There is also a proposal for an independent information recovery body that would have the power to offer limited immunity covering information brought to it.
People providing information could not have their own testimony used against them in court, but they could be open to prosecution on the basis of evidence from elsewhere.
The proposal a for single investigative body is relatively uncontroversial. A “single mechanism “favoured by Amnesty International and the Committee for the Administration of Justice (CAJ) now looks on the cards and would answer demands for greater investigative independence. But apart from that it would do little more than rearrange the furniture. Investigations of historic cases have to be reviewed by people with policing and legal skills recruited from somewhere.
The prospects for progress will greatly improve if the position of the DUP in particular is softening on conditional immunity. Before politicians take final decisions on dealing with the past they need greater clarity on a number of interrelated issues.

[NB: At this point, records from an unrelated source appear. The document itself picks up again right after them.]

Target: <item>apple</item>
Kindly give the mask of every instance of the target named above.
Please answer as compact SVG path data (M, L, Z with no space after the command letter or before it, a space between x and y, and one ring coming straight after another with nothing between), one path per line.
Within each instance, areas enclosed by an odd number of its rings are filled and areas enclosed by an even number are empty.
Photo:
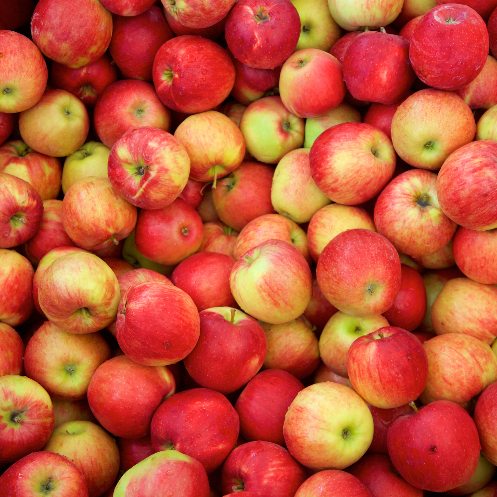
M348 378L347 353L352 343L359 336L388 326L381 315L358 317L339 311L330 318L320 337L321 359L333 373Z
M458 43L455 37L460 36L470 44ZM489 54L488 36L485 21L470 7L439 5L426 12L414 28L409 46L413 69L428 86L459 89L483 69ZM449 53L447 60L445 54Z
M177 362L193 350L200 332L197 308L179 288L164 281L147 281L122 296L116 337L123 352L137 364Z
M171 112L150 83L124 80L109 84L100 93L93 122L101 141L111 148L126 131L139 126L168 131Z
M96 176L108 178L107 163L110 149L100 142L86 142L81 148L68 156L62 169L62 192L83 178Z
M45 271L38 289L45 315L70 333L104 328L116 315L119 298L112 270L96 255L85 252L56 259Z
M43 204L38 192L27 181L0 172L0 248L21 245L36 233L41 224Z
M387 326L352 343L347 371L354 390L366 402L391 409L414 402L424 390L428 360L415 336Z
M261 325L267 339L265 369L281 369L299 380L316 370L320 362L318 339L305 318L278 325Z
M45 451L32 452L14 463L0 477L0 486L11 496L38 492L50 497L88 497L84 477L78 467L64 456Z
M99 333L68 333L46 321L28 342L24 368L51 396L80 400L95 370L110 358L110 348Z
M162 209L184 187L190 165L180 141L166 131L142 126L126 131L112 146L109 180L117 193L133 205Z
M54 157L76 152L89 129L84 104L65 90L47 89L36 104L19 115L22 139L33 150Z
M80 15L67 15L70 8ZM99 1L40 0L31 17L31 34L47 57L78 69L103 55L110 43L112 16Z
M17 332L0 323L0 376L20 375L24 370L24 344Z
M377 195L395 169L395 151L386 135L370 124L343 123L324 131L309 154L318 188L333 202L363 203Z
M96 369L88 387L88 403L100 424L113 435L139 438L150 433L154 412L175 387L166 366L142 366L119 355Z
M431 492L445 492L465 483L480 457L475 423L462 407L447 401L400 416L389 430L387 444L401 476L413 486Z
M423 404L447 400L464 404L497 380L497 356L474 336L448 333L423 346L428 366L428 382L419 398Z
M317 262L323 249L337 235L362 228L376 231L373 217L362 207L331 204L317 211L307 229L309 252Z
M431 307L437 335L463 333L492 345L497 338L497 287L469 278L449 280Z
M351 388L327 382L297 394L285 416L290 453L312 469L343 469L358 461L373 439L373 417Z
M152 5L140 14L113 19L109 51L126 79L152 82L155 54L173 36L160 7Z
M222 394L193 388L163 402L154 414L150 429L154 450L177 450L201 463L209 474L233 450L240 420Z
M65 456L83 474L88 497L98 497L114 483L119 469L115 440L89 421L70 421L54 430L44 450Z
M267 348L264 330L233 308L212 307L200 316L198 341L183 361L186 370L202 387L225 395L235 392L262 365Z
M218 188L219 188L219 185ZM217 252L234 257L235 245L238 236L238 231L220 221L205 223L204 237L198 251Z
M470 230L497 228L495 194L497 143L480 140L453 152L436 180L440 207L454 222Z
M162 209L142 209L135 229L140 253L159 264L173 265L196 252L203 225L193 208L181 198Z
M251 103L240 121L247 151L257 161L270 164L277 164L290 150L302 146L305 127L304 120L288 110L277 96Z
M0 464L41 450L54 428L54 409L46 391L26 376L0 376Z
M0 248L0 322L15 327L33 312L33 266L14 250Z
M304 468L286 449L257 440L239 446L228 456L223 466L221 488L225 495L246 491L293 497L305 479Z
M190 177L197 181L214 180L226 176L242 164L245 141L233 121L211 110L189 116L174 132L190 158Z
M295 50L300 18L289 0L239 0L225 26L226 43L241 62L256 69L272 69Z
M455 93L426 88L409 96L392 121L392 142L410 166L436 170L476 131L469 106Z
M12 6L14 10L17 7ZM2 29L0 45L0 112L20 112L32 107L43 94L48 79L47 64L38 47L19 33Z
M35 152L21 140L7 142L0 147L0 170L27 181L42 200L57 198L61 188L60 161Z
M167 492L181 497L210 497L209 480L201 463L176 450L153 454L128 470L114 491L114 497L136 493L156 497Z
M161 47L152 74L165 105L176 112L197 114L226 98L233 87L235 71L227 52L217 43L184 35Z
M316 268L325 296L338 310L356 316L381 314L390 309L401 275L393 246L381 235L362 229L335 237L321 252Z

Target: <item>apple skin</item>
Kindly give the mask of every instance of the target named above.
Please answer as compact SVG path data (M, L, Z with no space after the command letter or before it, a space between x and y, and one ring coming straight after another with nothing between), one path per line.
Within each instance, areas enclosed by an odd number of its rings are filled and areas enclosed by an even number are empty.
M66 457L42 451L14 463L0 477L6 495L28 496L35 489L51 497L88 497L83 473Z
M237 303L230 288L230 274L235 263L223 253L193 253L176 266L171 281L191 297L199 312L209 307L233 307Z
M109 84L100 93L95 105L93 122L100 140L111 148L126 131L139 126L168 131L171 112L150 83L123 80Z
M87 66L77 69L55 61L52 64L50 83L54 88L76 95L87 107L93 107L100 94L117 81L117 69L107 54Z
M237 238L235 258L268 240L281 240L294 247L311 263L305 232L291 219L280 214L264 214L244 227Z
M396 156L383 131L349 122L320 135L311 147L309 161L318 188L333 202L354 205L381 191L393 175Z
M116 315L120 296L112 270L96 255L84 252L56 259L45 271L38 289L45 315L70 333L104 328Z
M497 283L497 264L493 254L497 248L497 231L476 231L460 227L452 241L457 267L478 283Z
M267 240L248 250L233 266L230 284L242 309L272 324L298 318L312 295L309 264L282 240Z
M26 255L35 266L47 253L60 247L75 247L62 224L62 201L45 200L41 224L36 234L24 245Z
M291 112L299 117L318 117L345 96L341 64L317 48L298 50L283 65L279 87L281 101Z
M253 318L233 308L205 309L200 317L200 337L183 361L186 370L202 387L225 395L235 392L262 365L267 349L264 330Z
M433 253L450 241L457 225L438 198L437 175L414 169L394 178L380 194L374 224L399 251L414 257Z
M288 451L261 440L237 447L228 456L221 474L225 495L246 491L259 496L293 497L305 479L304 468Z
M64 15L70 8L80 12L79 18ZM110 43L112 16L99 1L41 0L31 17L31 34L47 57L78 69L103 55Z
M492 345L497 338L497 287L468 278L445 283L431 307L437 335L462 333Z
M174 132L190 158L190 178L214 180L231 172L245 156L245 140L238 126L221 112L211 110L189 116Z
M142 126L126 131L112 146L107 172L114 190L141 209L162 209L188 181L187 151L167 131Z
M0 248L0 322L15 327L33 312L34 271L29 261L14 250Z
M21 140L7 142L0 148L0 170L24 179L42 200L57 198L60 191L60 161L35 152Z
M126 79L151 82L155 54L173 36L161 9L153 5L137 15L113 19L109 51Z
M88 403L98 422L113 435L139 438L150 433L154 412L174 394L175 385L166 366L142 366L119 355L95 371L88 387Z
M248 442L262 440L284 446L285 414L303 389L293 375L281 369L267 369L255 375L235 405L242 436Z
M22 139L33 150L64 157L85 142L89 119L78 97L65 90L47 87L37 103L19 115L19 129Z
M200 332L200 320L193 300L166 282L140 283L121 298L116 337L123 352L137 364L167 366L177 362L193 349Z
M351 388L332 382L315 383L297 394L283 430L290 453L307 467L343 469L369 446L373 418Z
M0 248L22 245L32 238L41 224L43 204L27 181L0 172Z
M440 206L464 228L478 231L497 228L496 151L497 143L493 140L468 143L453 152L438 173L436 188Z
M401 262L384 237L369 230L348 230L321 252L316 276L323 294L339 311L356 316L381 314L392 307L399 293Z
M353 342L388 326L381 315L360 318L338 311L330 318L320 337L321 360L333 373L348 378L347 353Z
M274 95L251 103L242 116L240 130L247 152L257 161L276 164L290 150L302 146L305 124Z
M32 107L43 94L48 79L47 64L38 47L19 33L1 30L0 45L3 50L0 112L20 112Z
M41 450L54 428L54 409L46 391L26 376L0 376L0 464Z
M201 463L207 474L223 464L239 431L238 414L229 401L207 388L169 397L157 408L151 426L154 451L173 449L186 454Z
M24 368L51 397L81 400L95 370L109 359L110 347L99 333L68 333L46 321L26 346Z
M152 74L165 105L176 112L198 114L213 109L230 94L235 71L228 53L217 43L184 35L159 49Z
M226 19L225 36L232 53L256 69L272 69L282 64L297 46L300 18L288 0L255 3L235 3Z
M426 88L407 97L392 120L392 142L410 166L436 170L455 150L473 141L471 109L455 93Z
M413 486L436 492L469 480L478 465L481 449L469 414L447 401L400 416L389 430L387 444L401 476Z
M162 450L128 470L114 491L114 497L136 494L156 497L172 492L180 497L210 497L207 473L193 457L176 450Z
M392 326L412 331L422 322L426 312L426 290L419 273L401 264L401 287L393 305L383 316Z
M135 229L135 243L140 253L166 265L180 262L196 252L204 227L193 208L181 198L154 210L142 209Z
M24 355L24 344L19 334L8 325L0 323L0 376L22 374Z
M331 204L317 211L307 229L309 252L314 262L318 262L325 247L337 235L359 228L376 231L373 217L362 207Z
M452 21L448 22L449 19ZM483 68L489 54L488 37L485 21L471 7L438 5L426 12L414 28L409 46L413 69L428 86L448 91L458 89ZM470 40L470 45L466 44ZM442 62L447 53L451 54L450 61Z
M43 449L65 456L79 468L88 497L98 497L112 485L119 469L115 440L89 421L71 421L54 430Z
M402 36L365 32L350 44L343 59L343 80L355 99L390 105L413 85L409 42Z
M497 357L489 345L474 336L448 333L423 346L428 366L428 381L419 397L424 404L438 400L463 404L497 380Z
M360 336L347 353L347 371L354 390L382 409L415 401L424 390L428 359L412 333L387 326Z

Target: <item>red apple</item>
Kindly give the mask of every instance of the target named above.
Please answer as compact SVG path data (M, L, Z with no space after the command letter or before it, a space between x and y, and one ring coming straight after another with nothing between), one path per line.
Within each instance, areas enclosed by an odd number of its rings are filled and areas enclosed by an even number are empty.
M79 15L69 15L69 8ZM110 43L112 16L99 1L40 0L31 17L31 33L47 57L77 69L103 55Z
M11 8L16 9L13 5ZM47 64L38 47L19 33L1 30L0 45L0 112L20 112L32 107L43 94L48 79Z
M184 187L190 164L187 151L175 137L143 126L118 139L107 170L114 190L129 202L142 209L161 209Z
M93 107L104 89L117 81L115 64L106 54L77 69L54 62L51 74L50 83L54 88L72 93L87 107Z
M238 414L228 400L207 388L180 392L165 401L151 426L155 451L186 454L201 463L208 474L233 450L239 431Z
M186 370L202 387L225 394L235 392L262 365L267 348L264 330L232 308L213 307L200 316L198 341L183 361Z
M168 131L171 113L150 83L124 80L109 84L100 93L93 120L98 137L110 148L126 131L139 126Z
M250 0L252 1L252 0ZM272 69L291 55L300 36L300 18L289 0L237 2L225 26L228 46L249 67Z
M219 105L235 82L235 67L226 51L210 40L191 35L166 41L156 54L152 73L163 103L187 114Z

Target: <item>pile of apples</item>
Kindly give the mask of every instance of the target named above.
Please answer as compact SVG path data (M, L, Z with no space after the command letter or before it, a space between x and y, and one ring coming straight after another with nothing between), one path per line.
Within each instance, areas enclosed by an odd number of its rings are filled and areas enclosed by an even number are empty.
M3 0L0 497L497 496L493 55L497 0Z

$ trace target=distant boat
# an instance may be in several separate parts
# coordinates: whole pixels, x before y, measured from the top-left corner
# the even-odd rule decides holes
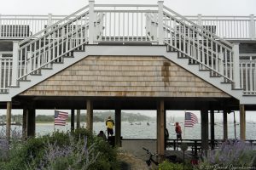
[[[6,125],[6,122],[0,122],[0,126],[5,126]],[[16,126],[21,126],[21,122],[11,122],[11,125],[16,125]]]

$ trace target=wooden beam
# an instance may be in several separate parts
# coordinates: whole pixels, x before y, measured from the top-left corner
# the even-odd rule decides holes
[[[80,128],[80,110],[77,110],[77,128]]]
[[[240,139],[246,139],[246,116],[244,105],[240,105]]]
[[[165,154],[165,102],[160,100],[157,106],[157,153]]]
[[[6,108],[6,138],[8,140],[10,139],[10,129],[11,129],[11,112],[12,112],[12,102],[7,102]]]
[[[121,146],[121,110],[114,110],[114,124],[115,124],[115,145]]]
[[[93,130],[93,109],[92,101],[86,101],[86,110],[87,110],[87,119],[86,119],[86,128],[92,132]]]
[[[228,139],[228,112],[223,111],[223,139],[226,141]]]

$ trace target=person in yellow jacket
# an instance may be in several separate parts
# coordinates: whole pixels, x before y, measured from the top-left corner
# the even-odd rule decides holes
[[[114,122],[111,119],[111,116],[108,116],[108,120],[106,121],[106,126],[107,126],[107,131],[108,131],[108,137],[109,135],[112,136],[113,134],[113,128],[114,126]]]

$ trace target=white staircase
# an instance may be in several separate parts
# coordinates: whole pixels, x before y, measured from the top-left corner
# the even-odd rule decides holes
[[[131,9],[125,8],[125,5],[97,6],[92,2],[19,44],[15,43],[10,86],[0,94],[0,101],[10,101],[14,96],[90,54],[104,54],[104,51],[100,50],[107,46],[87,44],[106,42],[165,45],[167,48],[152,48],[151,51],[148,48],[148,54],[164,55],[240,101],[252,101],[243,99],[245,96],[239,87],[237,45],[230,44],[207,30],[207,26],[191,22],[161,3],[129,5]],[[96,52],[90,51],[90,47]],[[143,53],[139,49],[142,46],[135,47],[137,51],[132,53]],[[131,50],[126,52],[131,53]],[[255,96],[250,98],[256,99]]]

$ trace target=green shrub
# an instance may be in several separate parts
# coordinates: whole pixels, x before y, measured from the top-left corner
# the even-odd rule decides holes
[[[172,163],[168,161],[165,161],[162,163],[159,164],[159,170],[183,170],[183,164],[182,163]],[[191,166],[187,164],[184,167],[185,170],[193,169]]]
[[[1,170],[119,169],[117,150],[90,131],[55,132],[20,141],[1,162]]]
[[[253,167],[256,150],[253,146],[243,141],[228,141],[222,144],[219,149],[209,150],[207,156],[198,165],[198,169],[207,168],[236,168],[244,169]]]

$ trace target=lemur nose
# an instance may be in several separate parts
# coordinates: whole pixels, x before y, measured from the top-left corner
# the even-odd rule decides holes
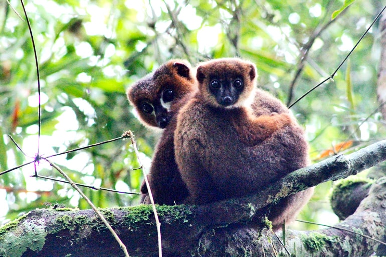
[[[232,102],[232,98],[229,96],[224,96],[223,97],[223,102],[227,105],[231,104]]]
[[[161,128],[165,128],[166,127],[166,126],[167,126],[167,124],[169,124],[169,120],[167,118],[165,117],[162,117],[160,119],[159,119],[159,120],[158,121],[158,126],[159,126]]]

Strong criticism from impartial bodies has been made against the HET and the Police Ombudsman for unduly favouring police evidence. It is unclear – although unchallenged – if it was in the public interest for Her Majesty’s Inspectorate of Constabulary (HMIC) to criticise the HET for applying the inferior standards of the time to police evidence rather than the more rigorous human rights standards of today. This is what the Diplock Courts did all the time. Criminal case reviews have already found a small number of convictions “unsafe” but hundreds more may be affected. Might there also have be hundreds which should have been prosecuted? Is this the route we want to go down? Or is Professor Kieran McEvoy’s conclusion accepted, that there is:
bluntly, no prospect that scores ( of fresh prosecutions) will be successful. To date the Historical Inquiries Team has reviewed over 2,200 cases and only two successful conflict-related prosecutions have been achieved.
These are powerful questions which have barely figured in political debate. Some of them should be answered more fully by the prosecuting authorities.who should suspend their normal discretion in these exceptional circumstances.
Opening the full HET record for a review by a team of experts is surely another important step. They should also be able to see the HET reports of closed cases already given to families. They would need to know the degree of access to the full case record. What evidence can be released if prosecutions can still result?
If the conditions for archive access were ideal the next question is, would paramilitaries and police officers take part in “truth recovery” – that is, agree to talk? Reports from the archives periodically realised on themes such as interrogation and the use of informers – and their alleged results – would produce a wealth of material calling for replies. These should be made under closed inquiry conditions of truth recovery. If no reply came from paramilitaries and from the police and other state agents under fire, the archive report would constitute the published account.
The best result for dealing with the past therefore would be to revert to the main elements of Eames- Bradley for a legacy commission: “to review and investigate historical cases; conduct a process of information recovery and examine linked and thematic cases emerging from the conflict,” but with an agenda and time scale which would cost considerably less than £ 100 million – a budget which would have to come out of the Northern Ireland block grant.